Australia After DarkMade in 1975, John Lamond’s debut feature is a late entry into the Mondo movie genre, aping 1962’s Mondo Cane – or perhaps more accurately, the sex and shocks of other mid Seventies entry into the genre like This Is America. Unfortunately, Lamond’s film lacks both the jaundiced view of filmmakers looking at another country – the thing that made This Is America and similar films so entertaining – and is far too dull to compete with even mid-level Mondo.

Lamond follows the Mondo Cane structure of sex, shocks and sadism, flitting from the lightweight to the serious, the raunchy to the fluffy, as his cameras roam around Australia looking for oddities and nudity. Much of this is overly familiar to the Mondo enthusiast – body painting, BDSM clubs, massage parlours, ‘exotic’ food (in this case, grubs and snakes), Satanist and strippers. The sobering part comes from a look at aborigines struggling with alcoholism and lack of purpose, though the sequence lacks the genuine indignation found in the best Mondo films – ironic, given how close to home this problem was to the filmmakers.

The film really needs some editing – there’s a lengthy gay marriage ceremony, which might have seemed sensational in 1975, but even then didn’t need showing in its entirety, and equally dull sequences covering Australia’s obsession with gambling and beer, and UFO fanatics. These might be suitable subjects for a less sensationalist film, but here, they simply cause the movie to grind to a crashing halt. A lengthy sequence with godawful performance artist/comedian/cock Count Copernicus will also test your patience.

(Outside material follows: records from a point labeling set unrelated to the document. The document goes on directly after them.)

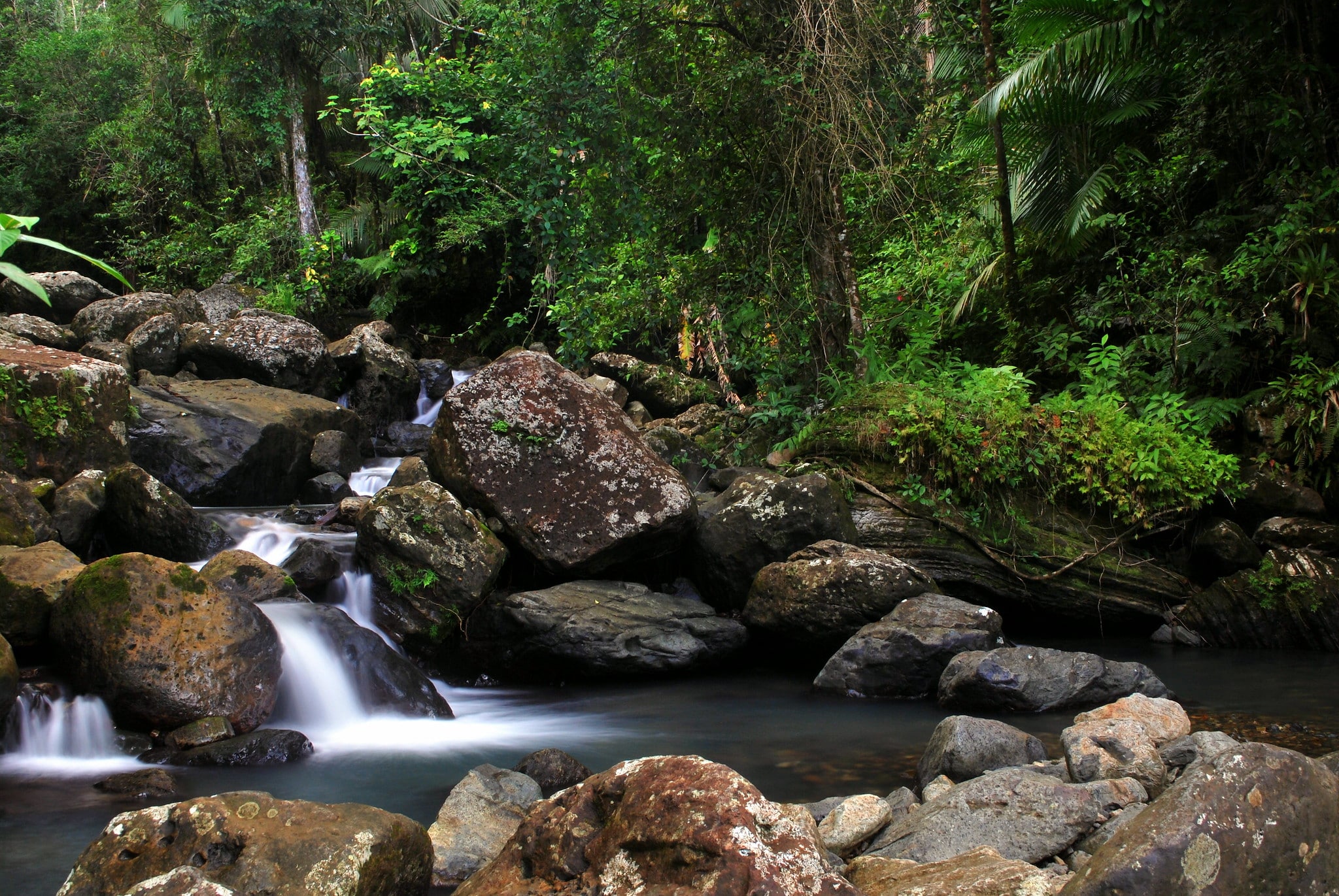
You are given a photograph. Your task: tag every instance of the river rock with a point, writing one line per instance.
(248, 578)
(1255, 819)
(31, 582)
(432, 563)
(828, 591)
(531, 444)
(1290, 603)
(265, 347)
(1022, 813)
(978, 872)
(23, 522)
(906, 653)
(76, 506)
(552, 769)
(41, 333)
(476, 821)
(662, 389)
(259, 846)
(145, 514)
(154, 344)
(761, 520)
(598, 629)
(114, 319)
(966, 748)
(384, 379)
(231, 442)
(163, 647)
(1040, 680)
(82, 421)
(67, 291)
(664, 825)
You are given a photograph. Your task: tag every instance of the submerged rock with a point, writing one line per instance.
(259, 846)
(906, 653)
(828, 591)
(1040, 680)
(598, 629)
(660, 825)
(163, 647)
(531, 444)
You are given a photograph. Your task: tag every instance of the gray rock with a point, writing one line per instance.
(1023, 815)
(598, 629)
(1040, 680)
(966, 748)
(761, 520)
(906, 653)
(1255, 819)
(476, 821)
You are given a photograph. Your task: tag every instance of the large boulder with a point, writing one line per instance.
(1040, 680)
(1257, 819)
(1022, 813)
(531, 444)
(231, 442)
(906, 653)
(662, 825)
(758, 520)
(966, 748)
(479, 818)
(145, 514)
(114, 319)
(163, 647)
(384, 379)
(432, 563)
(662, 389)
(263, 346)
(1290, 603)
(258, 846)
(67, 291)
(31, 582)
(828, 591)
(598, 629)
(61, 413)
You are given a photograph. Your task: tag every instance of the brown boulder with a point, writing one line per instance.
(662, 825)
(534, 445)
(163, 647)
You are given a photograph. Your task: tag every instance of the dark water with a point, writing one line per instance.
(793, 744)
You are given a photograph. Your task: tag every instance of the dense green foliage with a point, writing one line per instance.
(801, 193)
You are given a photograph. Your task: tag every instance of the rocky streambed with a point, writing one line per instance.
(738, 680)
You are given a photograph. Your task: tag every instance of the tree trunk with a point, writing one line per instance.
(301, 176)
(1006, 204)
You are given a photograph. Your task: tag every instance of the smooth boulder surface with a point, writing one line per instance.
(662, 825)
(259, 846)
(432, 563)
(828, 591)
(598, 629)
(263, 346)
(145, 514)
(1257, 819)
(1022, 813)
(1040, 680)
(85, 420)
(69, 292)
(906, 653)
(479, 818)
(231, 442)
(758, 520)
(966, 748)
(163, 647)
(1290, 603)
(31, 582)
(529, 442)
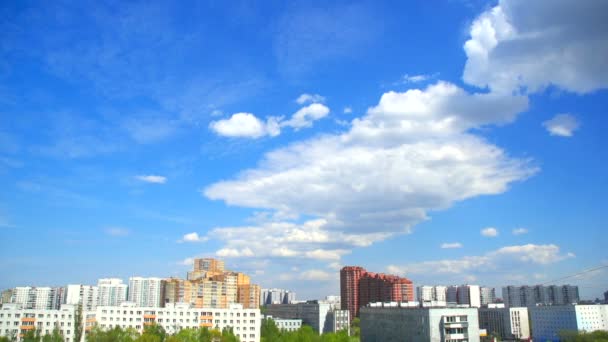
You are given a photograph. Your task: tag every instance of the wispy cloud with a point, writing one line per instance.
(310, 98)
(520, 231)
(562, 125)
(449, 245)
(117, 231)
(155, 179)
(193, 237)
(489, 232)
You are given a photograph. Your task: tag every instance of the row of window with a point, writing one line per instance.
(28, 315)
(181, 313)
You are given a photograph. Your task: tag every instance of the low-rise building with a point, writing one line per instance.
(549, 321)
(319, 315)
(245, 323)
(286, 324)
(508, 323)
(393, 322)
(15, 320)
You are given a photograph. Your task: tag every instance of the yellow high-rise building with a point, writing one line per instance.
(209, 285)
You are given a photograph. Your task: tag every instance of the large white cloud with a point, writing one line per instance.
(509, 255)
(246, 125)
(534, 44)
(411, 153)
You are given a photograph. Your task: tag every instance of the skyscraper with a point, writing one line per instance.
(349, 289)
(359, 287)
(111, 292)
(146, 292)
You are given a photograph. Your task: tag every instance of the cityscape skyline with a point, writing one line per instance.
(455, 143)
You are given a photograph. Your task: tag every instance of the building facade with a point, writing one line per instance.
(15, 320)
(549, 321)
(508, 323)
(111, 292)
(146, 292)
(83, 295)
(393, 322)
(320, 316)
(276, 296)
(519, 296)
(359, 287)
(245, 323)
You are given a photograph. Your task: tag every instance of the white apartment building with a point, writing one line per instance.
(245, 323)
(16, 320)
(488, 295)
(548, 321)
(146, 291)
(394, 322)
(509, 323)
(85, 295)
(111, 292)
(286, 324)
(36, 297)
(469, 295)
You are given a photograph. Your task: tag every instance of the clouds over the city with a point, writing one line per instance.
(489, 232)
(562, 125)
(409, 154)
(531, 45)
(154, 179)
(508, 256)
(451, 245)
(246, 125)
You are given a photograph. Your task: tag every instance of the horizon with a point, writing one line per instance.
(451, 143)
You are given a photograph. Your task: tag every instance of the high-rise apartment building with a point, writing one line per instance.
(519, 296)
(359, 287)
(146, 291)
(469, 295)
(210, 285)
(349, 289)
(40, 298)
(488, 295)
(83, 295)
(111, 292)
(277, 296)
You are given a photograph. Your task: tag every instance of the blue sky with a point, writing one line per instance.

Australia After DarkThere is, at least, a copious amount of nudity, as the film visits nude beaches and looks at ‘food sex’, porno film production and assorted types of erotic art in a sterling effort to cram as much bare flesh as possible into the proceedings. There’s rarely more than about five minutes of footage without a naked girl, and the film ends with an underwater sequence showing Gina Allen snorkelling on the Great Barrier Reef – an attempt to wrap things up that doesn’t quite give the film the philosophical ending that the best Mondo films manage so effortlessly.

In the end, Lamond’s film is a good attempt at copying the Mondo film style, but it doesn’t quite hit the mark. The pacing, the content, the narration and the music fail to create a sense of being taken on a journey that the best films in the genre have. Instead, it seems to be clutching at straws. Perhaps Australia just wasn’t that exciting a place in the mid-70s.

Mondo completists will, of course, want to see it – it’s shameful how few of the classic films of the genre are out on DVD, so every hole’s a goal so to speak. But this is strictly second division stuff, and anyone expecting something like 1970s Mondo classics such as Savage Man, Savage Beast or This Violent World will be very disappointed.